In the early morning of 13th January 1993 this aircraft was intially flown empty from Stansted to Southend by the two pilots where it was loaded with parcels to be flown to Glasgow. The company had a contract with a parcel delivery company to ferry such freight. The aircraft set out from Southend at 06.59hrs and headed north-west eventually over the Liverpool area and then north towards Glasgow. The aircraft was seen flying over the Millom area at a height of around 400 feet and flying in and out of cloud and heading towards high ground. The weather over the fells on this morning was bad; with low cloud, rain and a strong wind. At the height the aircraft was flying it would not clear the ground ahead of it. It flew into the ground at around 08.15hrs near the top of Ponsonby Fell and broke up. A search operation was put into action and the crashed aircraft was found later that day. Sadly both pilots had been killed in the crash.
Pilot - Mr Neil Christopher Coxon, aged 35, of Duddenhoe End, Essex. Burial location unknown.
Pilot - Mr Robert Stephen Winter, aged 35, of Bishop's Stortford, Hertfordshire. Burial location unknown.
This aircraft crashed into the hills shown on this photograph. With this incident being reasonably modern and within living memory I fully expect the young men who died to both have many living relatives, so creating this webpage could be seen as insensitive. This is not my intention.
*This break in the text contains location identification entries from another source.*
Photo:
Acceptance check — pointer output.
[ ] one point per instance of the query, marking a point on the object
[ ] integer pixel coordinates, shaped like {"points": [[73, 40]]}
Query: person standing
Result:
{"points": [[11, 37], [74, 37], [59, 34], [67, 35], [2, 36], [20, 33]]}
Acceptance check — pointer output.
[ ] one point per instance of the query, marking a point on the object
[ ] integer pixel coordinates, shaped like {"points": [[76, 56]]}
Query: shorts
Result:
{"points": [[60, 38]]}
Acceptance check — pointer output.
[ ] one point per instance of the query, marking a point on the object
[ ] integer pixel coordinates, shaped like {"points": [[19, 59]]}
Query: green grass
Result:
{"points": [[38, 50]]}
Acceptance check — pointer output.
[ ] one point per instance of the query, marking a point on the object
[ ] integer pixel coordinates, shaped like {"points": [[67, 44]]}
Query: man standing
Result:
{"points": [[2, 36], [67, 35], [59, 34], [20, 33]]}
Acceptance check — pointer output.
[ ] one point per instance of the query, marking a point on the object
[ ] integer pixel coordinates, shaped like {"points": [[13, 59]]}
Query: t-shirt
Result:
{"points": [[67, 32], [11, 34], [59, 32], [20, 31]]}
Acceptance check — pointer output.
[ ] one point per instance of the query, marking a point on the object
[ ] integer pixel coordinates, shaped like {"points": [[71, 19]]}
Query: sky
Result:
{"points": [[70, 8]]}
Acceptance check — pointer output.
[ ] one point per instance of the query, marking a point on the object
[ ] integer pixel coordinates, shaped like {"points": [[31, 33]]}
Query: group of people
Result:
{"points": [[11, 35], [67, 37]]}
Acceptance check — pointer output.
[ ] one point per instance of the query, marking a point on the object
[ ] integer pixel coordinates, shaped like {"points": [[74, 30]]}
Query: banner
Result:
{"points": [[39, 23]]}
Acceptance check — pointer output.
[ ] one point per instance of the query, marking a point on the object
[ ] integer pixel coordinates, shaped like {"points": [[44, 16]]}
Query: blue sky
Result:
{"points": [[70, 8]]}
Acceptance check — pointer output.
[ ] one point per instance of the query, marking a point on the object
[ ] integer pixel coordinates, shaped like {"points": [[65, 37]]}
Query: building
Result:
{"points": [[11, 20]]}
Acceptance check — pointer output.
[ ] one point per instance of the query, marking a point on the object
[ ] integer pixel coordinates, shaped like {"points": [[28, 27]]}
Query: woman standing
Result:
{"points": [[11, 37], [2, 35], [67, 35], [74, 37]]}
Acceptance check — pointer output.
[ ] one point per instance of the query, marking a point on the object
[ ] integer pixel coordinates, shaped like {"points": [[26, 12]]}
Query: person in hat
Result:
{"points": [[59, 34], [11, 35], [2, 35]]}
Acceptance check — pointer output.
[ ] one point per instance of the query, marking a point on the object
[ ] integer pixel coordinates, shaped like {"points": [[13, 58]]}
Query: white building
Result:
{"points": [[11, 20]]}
I feel that the location needed to be recorded after twenty five years so that it is not completely lost with the passage of time. The site appears to have cleared to an exceptional level and hardly any trace remains at the site twenty five years after the incident. The only trace of anything happening is a small bare peaty area where the forward part of the fuselage burnt out following the crash and even this shows vertually no trace of the aircraft ever being there.
The aircraft must have been carrying a cargo that included at least one parcel containing numerous small ribbon bows. For the number of fragments of the aircraft left at the site there are double the number of these small bows remaining.